Analysis / A Hot Welcome for a Silent Zinni

"Anthony Zinni's visit to Israel and the territories influenced the level of violence," said a top IDF officer Thursday. "But not for the better," he added, "instead of calming things, it has so far contributed to an escalation."

"Anthony Zinni's visit to Israel and the territories influenced the level of violence," said a top IDF officer yesterday afternoon. "But not for the better," he added, "instead of calming things, it has so far contributed to an escalation."

The officer was speaking before the attacks in Baka a-Sharkiya and the bus near IDF Camp 80, but the trend was clear - another desperate attempt was underway by Palestinians to hurt Israeli soldiers and civilians.

On the eve of Zinni's arrival, Military Intelligence predicted just such a development, and if they were surprised it was only for the worse - Yasser Arafat, they say, has avoided even lip service, much less any gesture of goodwill toward Zinni and did not instruct his people to halt attacks.

In one of his first meetings with Zinni, Defense Minister Benjamin Ben-Eliezer advised the envoy to lower his expectations from the mission. Arafat, Ben-Eliezer explained, won't change strategy to the point of stopping the terror and violence - but if he cracked down, even tactically, and reduced the volume of attacks, that would be satisfactory.

Israel won't be totally pleased, and will continue to demand more action, but compared to the current situation, moderating the violence to the levels that followed the June 1 Dolphinarium massacre, and later the September 11 attacks on America, would be helpful. Then the defense establishment could consider lifting the sieges and closures, and increasing the number of Palestinian workers allowed into Israel, so as to relieve the economic distress in the territories.

Zinni listened, but barely responded. That's how he has been in most of meetings so far. His first days he spent learning. Sometimes he asked some pointed questions: "How flexible can you be?" "Will you really insist on seven days of quiet?" "And if that quiet comes, will you agree to shorten the confidence building measures period from six weeks to four?"

Meir Dagan, the reserve major general appointed by Prime Minister Ariel Sharon to head the cease-fire negotiations with Zinni and assistant Secretary of State for Near East Affairs William Burns says Zinni, is working like an American. "An Israeli buys an appliance and never looks at the instructions until it goes wrong. An American won't plug it in until he's studied the instruction manual from first page to last." Dagan refused to comment on the content of the discussions so far.

Top officers from the IDF and Shin Bet put on an impressive show for Zinni, explaining the history of the Palestinian violence since June 2000 - when the IDF withdrew from South Lebanon. With tables and charts, the message was that the Palestinians are tired of the struggle, feel it's leading nowhere, and it's out of control (tactically, not strategically, as one of the officers in uniform said.) Yet despite that or maybe because of it, there's been an escalation. For Arafat, they said, terror is a Clausewitzian means to a political end. ("War is a continuation of politics.")

On the ground and amid growing despair, violence has become in itself and the participants are like overtired kids way past their bedtime who can't fall asleep and just drive their parents crazy.

"We make a note of their organizations, when we come across a cell that has Hamas operatives beside Tanzim or security forces personnel, and that's proper," said one security officer. "But it's also misleading because there is not necessarily any cooperation at the top levels where it's every man for himself and enmities and rivalries are rife. At night, in a refugee camp, three young friends who grew up together - a policeman, a Hamas activist and a Tanzim teen might get together. They regard violence against Israel as the only thing to do; they decide to take their guns or find some explosives and do an action."

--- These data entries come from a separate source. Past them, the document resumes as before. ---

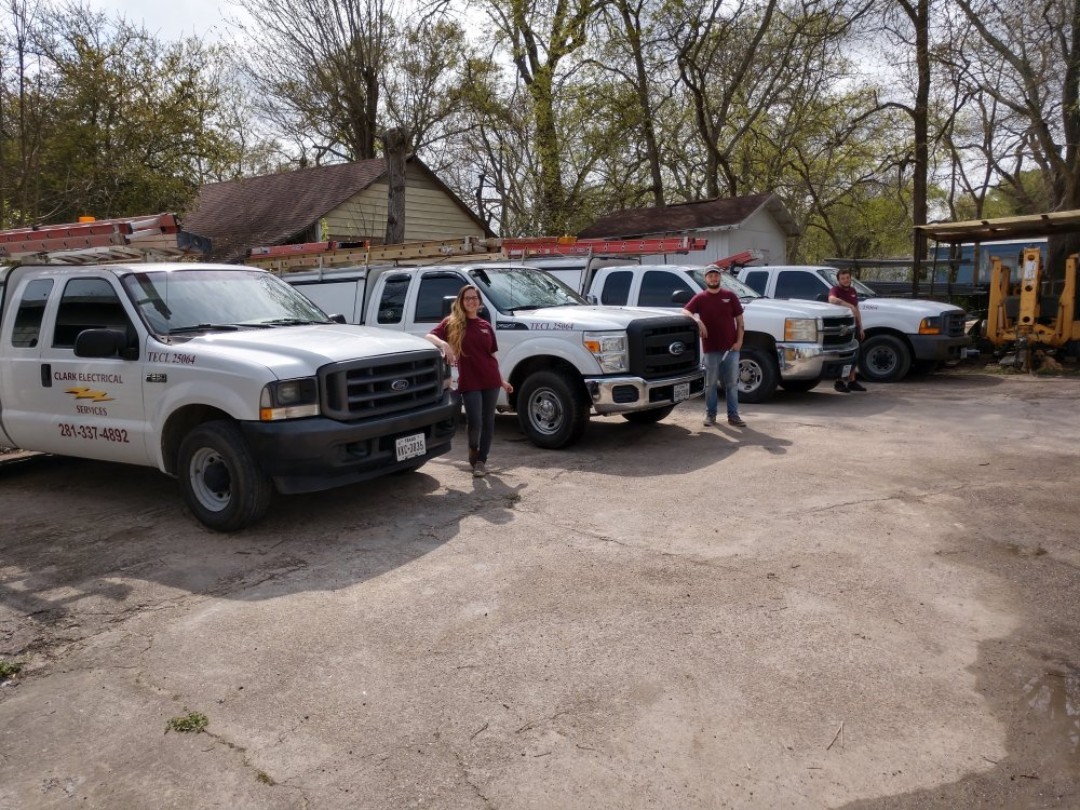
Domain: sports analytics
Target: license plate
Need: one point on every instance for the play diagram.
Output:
(409, 446)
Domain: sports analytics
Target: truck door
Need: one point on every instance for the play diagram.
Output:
(91, 407)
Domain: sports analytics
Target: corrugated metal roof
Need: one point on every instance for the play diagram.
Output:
(682, 217)
(1018, 227)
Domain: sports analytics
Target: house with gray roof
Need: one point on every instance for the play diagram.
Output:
(343, 202)
(732, 225)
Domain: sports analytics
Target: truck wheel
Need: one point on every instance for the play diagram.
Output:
(757, 375)
(551, 412)
(883, 359)
(648, 417)
(219, 480)
(799, 387)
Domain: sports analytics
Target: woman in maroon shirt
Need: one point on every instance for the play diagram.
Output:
(468, 341)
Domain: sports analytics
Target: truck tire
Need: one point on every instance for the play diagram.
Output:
(757, 375)
(648, 417)
(799, 387)
(551, 410)
(883, 359)
(220, 482)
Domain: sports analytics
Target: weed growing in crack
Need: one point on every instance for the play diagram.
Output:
(190, 721)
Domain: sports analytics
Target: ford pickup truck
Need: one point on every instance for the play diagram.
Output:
(220, 376)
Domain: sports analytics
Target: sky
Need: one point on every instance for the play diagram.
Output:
(175, 18)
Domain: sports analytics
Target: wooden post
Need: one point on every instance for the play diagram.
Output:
(395, 144)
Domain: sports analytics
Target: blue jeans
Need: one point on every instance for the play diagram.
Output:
(721, 366)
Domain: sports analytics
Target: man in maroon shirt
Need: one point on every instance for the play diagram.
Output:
(846, 295)
(718, 313)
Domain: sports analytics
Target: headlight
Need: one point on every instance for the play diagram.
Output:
(930, 326)
(609, 348)
(288, 400)
(800, 329)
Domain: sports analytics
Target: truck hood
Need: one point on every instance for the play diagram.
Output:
(581, 319)
(792, 308)
(298, 351)
(902, 307)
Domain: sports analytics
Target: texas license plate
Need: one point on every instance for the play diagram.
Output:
(409, 446)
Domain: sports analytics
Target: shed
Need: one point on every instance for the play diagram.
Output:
(755, 223)
(345, 202)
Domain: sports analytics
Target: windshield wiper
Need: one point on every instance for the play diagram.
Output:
(287, 322)
(205, 327)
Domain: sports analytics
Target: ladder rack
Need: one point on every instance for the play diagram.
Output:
(152, 238)
(318, 255)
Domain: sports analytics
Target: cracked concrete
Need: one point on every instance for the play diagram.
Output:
(861, 601)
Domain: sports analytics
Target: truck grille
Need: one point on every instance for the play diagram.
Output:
(953, 323)
(364, 389)
(655, 347)
(838, 331)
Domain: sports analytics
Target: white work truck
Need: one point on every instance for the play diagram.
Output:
(791, 343)
(221, 376)
(565, 359)
(901, 333)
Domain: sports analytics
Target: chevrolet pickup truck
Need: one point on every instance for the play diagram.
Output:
(901, 333)
(791, 343)
(220, 376)
(565, 359)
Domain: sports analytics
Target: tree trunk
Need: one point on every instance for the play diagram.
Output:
(395, 143)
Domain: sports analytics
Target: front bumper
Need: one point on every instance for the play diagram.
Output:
(812, 362)
(939, 347)
(625, 394)
(311, 455)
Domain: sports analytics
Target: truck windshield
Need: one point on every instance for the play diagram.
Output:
(828, 274)
(188, 301)
(727, 281)
(513, 288)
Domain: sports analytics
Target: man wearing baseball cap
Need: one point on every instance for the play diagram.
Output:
(718, 313)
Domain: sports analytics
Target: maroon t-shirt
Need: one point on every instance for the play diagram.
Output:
(845, 294)
(477, 368)
(718, 312)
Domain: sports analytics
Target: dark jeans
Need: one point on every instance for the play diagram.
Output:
(480, 419)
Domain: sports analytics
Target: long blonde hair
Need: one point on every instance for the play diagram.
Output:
(456, 323)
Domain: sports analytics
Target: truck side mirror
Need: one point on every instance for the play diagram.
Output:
(680, 296)
(100, 343)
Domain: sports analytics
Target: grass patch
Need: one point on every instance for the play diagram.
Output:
(185, 724)
(9, 670)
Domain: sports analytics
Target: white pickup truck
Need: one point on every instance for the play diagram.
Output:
(901, 333)
(791, 343)
(221, 376)
(565, 359)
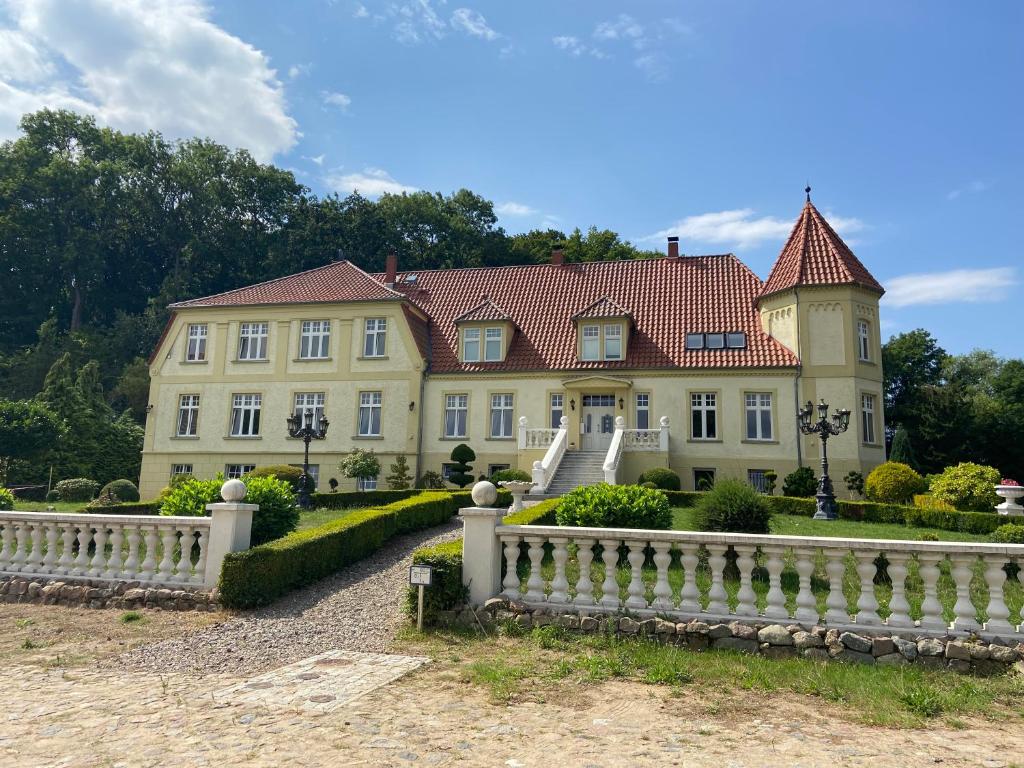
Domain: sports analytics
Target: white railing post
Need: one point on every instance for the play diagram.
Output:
(230, 528)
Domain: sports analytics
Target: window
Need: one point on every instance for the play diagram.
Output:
(456, 411)
(704, 414)
(501, 416)
(493, 344)
(245, 415)
(643, 411)
(557, 410)
(591, 342)
(309, 401)
(187, 416)
(252, 341)
(758, 416)
(471, 345)
(370, 414)
(867, 417)
(612, 342)
(375, 337)
(863, 340)
(197, 343)
(314, 343)
(756, 477)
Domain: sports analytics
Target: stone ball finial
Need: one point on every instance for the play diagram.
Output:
(232, 491)
(484, 494)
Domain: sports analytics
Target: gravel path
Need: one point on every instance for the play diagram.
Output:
(358, 608)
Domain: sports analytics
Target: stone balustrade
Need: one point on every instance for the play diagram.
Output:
(730, 576)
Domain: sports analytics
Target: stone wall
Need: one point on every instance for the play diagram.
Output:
(866, 645)
(98, 594)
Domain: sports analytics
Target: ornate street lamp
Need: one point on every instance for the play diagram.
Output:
(824, 429)
(307, 428)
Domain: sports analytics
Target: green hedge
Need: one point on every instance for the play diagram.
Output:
(446, 592)
(263, 573)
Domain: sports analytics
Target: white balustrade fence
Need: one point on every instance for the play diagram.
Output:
(922, 586)
(152, 550)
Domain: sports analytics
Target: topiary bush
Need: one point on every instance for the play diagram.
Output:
(800, 482)
(604, 506)
(893, 482)
(968, 486)
(77, 489)
(663, 477)
(120, 491)
(733, 507)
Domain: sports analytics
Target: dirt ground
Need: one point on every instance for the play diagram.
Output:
(68, 704)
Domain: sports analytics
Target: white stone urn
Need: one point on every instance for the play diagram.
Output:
(1011, 494)
(518, 488)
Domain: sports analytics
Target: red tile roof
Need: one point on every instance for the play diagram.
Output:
(815, 255)
(341, 281)
(668, 298)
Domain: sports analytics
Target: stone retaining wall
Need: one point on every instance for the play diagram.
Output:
(867, 645)
(97, 594)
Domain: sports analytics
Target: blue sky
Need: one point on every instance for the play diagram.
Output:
(701, 119)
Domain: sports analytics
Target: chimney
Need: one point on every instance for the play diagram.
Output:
(673, 248)
(390, 269)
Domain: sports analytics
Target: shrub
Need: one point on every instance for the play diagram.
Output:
(510, 475)
(800, 482)
(288, 473)
(1009, 534)
(733, 507)
(893, 482)
(121, 491)
(605, 506)
(77, 489)
(663, 477)
(968, 486)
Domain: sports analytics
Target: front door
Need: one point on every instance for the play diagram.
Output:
(597, 422)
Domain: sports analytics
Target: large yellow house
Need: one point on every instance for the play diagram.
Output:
(573, 372)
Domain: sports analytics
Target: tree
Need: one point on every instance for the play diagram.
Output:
(399, 479)
(461, 473)
(360, 465)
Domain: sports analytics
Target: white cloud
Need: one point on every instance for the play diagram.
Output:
(472, 23)
(972, 286)
(372, 182)
(514, 209)
(142, 65)
(333, 98)
(972, 188)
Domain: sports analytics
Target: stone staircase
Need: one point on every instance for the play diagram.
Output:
(578, 468)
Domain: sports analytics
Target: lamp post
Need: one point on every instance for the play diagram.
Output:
(824, 429)
(306, 427)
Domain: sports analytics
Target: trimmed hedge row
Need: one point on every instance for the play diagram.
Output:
(261, 574)
(448, 591)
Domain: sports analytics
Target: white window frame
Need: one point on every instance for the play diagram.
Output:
(471, 337)
(187, 421)
(375, 337)
(246, 412)
(456, 406)
(253, 339)
(371, 404)
(494, 344)
(758, 403)
(590, 345)
(314, 340)
(502, 415)
(196, 346)
(702, 403)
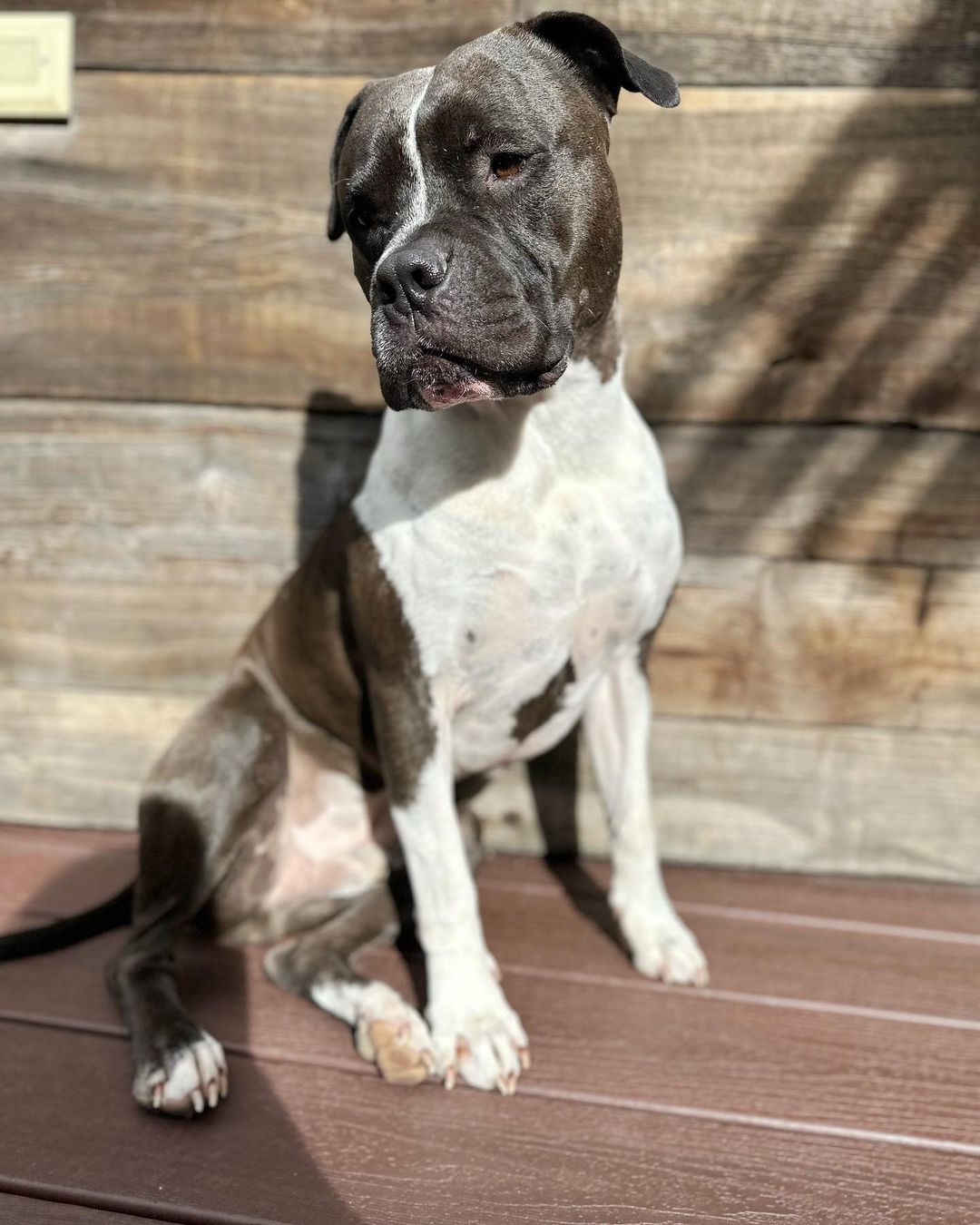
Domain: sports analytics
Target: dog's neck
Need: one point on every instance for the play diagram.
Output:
(505, 446)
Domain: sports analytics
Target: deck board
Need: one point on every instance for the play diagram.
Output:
(829, 1074)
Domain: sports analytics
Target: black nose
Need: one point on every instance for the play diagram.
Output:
(408, 279)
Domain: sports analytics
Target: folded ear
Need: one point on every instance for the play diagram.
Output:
(335, 218)
(604, 65)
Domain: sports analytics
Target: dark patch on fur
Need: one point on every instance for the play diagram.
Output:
(325, 953)
(536, 710)
(337, 632)
(601, 345)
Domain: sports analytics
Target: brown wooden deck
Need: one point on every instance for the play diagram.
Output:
(829, 1074)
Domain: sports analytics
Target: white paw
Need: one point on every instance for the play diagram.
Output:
(391, 1034)
(189, 1080)
(664, 948)
(475, 1033)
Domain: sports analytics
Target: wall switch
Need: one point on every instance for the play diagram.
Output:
(37, 58)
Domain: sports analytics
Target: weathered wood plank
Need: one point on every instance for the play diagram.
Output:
(804, 255)
(171, 245)
(737, 793)
(377, 38)
(885, 42)
(891, 42)
(102, 492)
(797, 642)
(381, 1157)
(821, 643)
(553, 920)
(783, 797)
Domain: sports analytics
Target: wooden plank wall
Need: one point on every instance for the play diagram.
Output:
(186, 392)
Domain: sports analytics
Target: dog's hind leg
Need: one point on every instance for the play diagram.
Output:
(198, 800)
(316, 965)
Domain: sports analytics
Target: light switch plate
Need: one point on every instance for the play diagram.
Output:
(37, 54)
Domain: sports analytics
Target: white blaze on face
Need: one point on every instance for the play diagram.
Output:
(416, 201)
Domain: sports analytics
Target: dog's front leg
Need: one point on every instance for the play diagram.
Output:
(475, 1033)
(618, 723)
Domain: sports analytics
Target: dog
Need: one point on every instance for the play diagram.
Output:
(497, 578)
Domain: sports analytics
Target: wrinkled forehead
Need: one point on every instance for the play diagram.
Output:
(503, 84)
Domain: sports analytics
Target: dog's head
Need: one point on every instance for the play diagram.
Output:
(482, 209)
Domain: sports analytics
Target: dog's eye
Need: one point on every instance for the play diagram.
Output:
(506, 165)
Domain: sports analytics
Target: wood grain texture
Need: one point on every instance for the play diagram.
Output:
(626, 1117)
(893, 42)
(794, 642)
(140, 543)
(756, 794)
(26, 1210)
(790, 254)
(102, 492)
(884, 42)
(766, 941)
(303, 1144)
(375, 38)
(749, 794)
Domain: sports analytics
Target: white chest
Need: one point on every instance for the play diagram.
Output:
(561, 553)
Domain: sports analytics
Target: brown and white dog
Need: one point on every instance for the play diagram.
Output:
(497, 578)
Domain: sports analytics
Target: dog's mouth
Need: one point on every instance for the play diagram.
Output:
(440, 380)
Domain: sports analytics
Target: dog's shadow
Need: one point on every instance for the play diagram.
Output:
(252, 1129)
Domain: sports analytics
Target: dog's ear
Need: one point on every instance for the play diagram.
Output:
(604, 65)
(335, 218)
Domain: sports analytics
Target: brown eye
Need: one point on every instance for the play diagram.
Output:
(506, 165)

The Shin Bet manages to collect information, a lot of it, that is of high quality as well as vast quantity about planned attacks - who's getting organized, where they plan to go and what they plan to do. Just a few days ago, for example, there were 70 specific details in the alerts. Most of the attacks are foiled, and that's not always made public, but the Shin Bet is like a winter meteorologist, able to predict we'll need umbrellas, but not necessarily able to warn of a full-fledged flood.

Our biggest failure, said one of the field officers, is that we still haven't found a way to distinguish between enemy activists and the innocent civilian population, which may not be sympathetic to Israel, but is where the enemy operates. One of the permanent places where friction is inevitable are the checkpoints.

When Zinni traveled the West Bank this week with the Palestinians, the checkpoints used "VIP regulations" crafted after the lesson learned from the shooting attack at Muhamed Dahlan's convoy at the Erez Junction last summer. Troops were briefed to be especially careful, and officers were posted at some of the checkpoints. The Zinni trip passed peacefully.